I'm looking to sell/ trade some of my stuff here before it goes to ebay. There's lots of different things and I can PM more photos on request. Offer me a price/trade, I'm more than reasonable. 

I'm looking to either sell via paypal or for warmachine Menoth models or Hordes circle models. 

The warhammer stuff:

---------------------------------------------------------------------------------

Imperial Guard
- 10 man infantry squad w/ custom melta and grenade launcher (painted to a basic level) 
-Karskin (8 guys, 1 flamer, 1 sergeant, 1 grenade launcher)

Inquisition

-2 x Penitent engines (decently painted) 
-Envesor Assassin 
- 4x alternate style karskin/ stormtroopers w/ lasguns (pics upon request) 
-Witch Hunters Culexus Assassin (possible missing sword. pic on request) 

Space Marines

-Dreadnaught (some conversion work with bits. scenic base) 

-Predator with all gun options (old paintjob. Stripping needed possibly) 

-Whirlwind (Same problems as predator above. Turret can be removed. Can be used as a Rhino!) 

Many more models for space marines available. Whole army. Message for more pics and details please.)

Demons

-Unit of newer sculpt demonettes of Slaneesh (assembled and base coated. Pics on request.) 

Skaven

-1x two man classic warp fire thower (based coated, not on base) 

-------------------------------------------------------------------------------

The Warmachine Mercenaries Stuff

-1x Merc Faction book (newest)

-Boomhowler & Co (6 man squad well painted imo)

-Nyss Hunters (6 man unit. Some assembled others in bits, but everything is there. Card included.)

- Bucaneer Warjack (assembled not painted)
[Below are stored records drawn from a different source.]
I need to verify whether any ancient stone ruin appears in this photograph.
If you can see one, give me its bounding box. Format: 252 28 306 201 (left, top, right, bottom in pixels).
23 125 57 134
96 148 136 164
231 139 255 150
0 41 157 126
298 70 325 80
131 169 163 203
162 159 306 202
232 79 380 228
- Mule Warjack (assembled, not painted)

-2 X Well Painted Renegade Warjacks 

-Various Merc Warcasters (Madhammer and Drake MacBain. Base coated.)
-----------------------------------------------------------------------------

Also got a few cyrx model such as a pistol wraith, some raiders and Goreshade the Bastard.


----------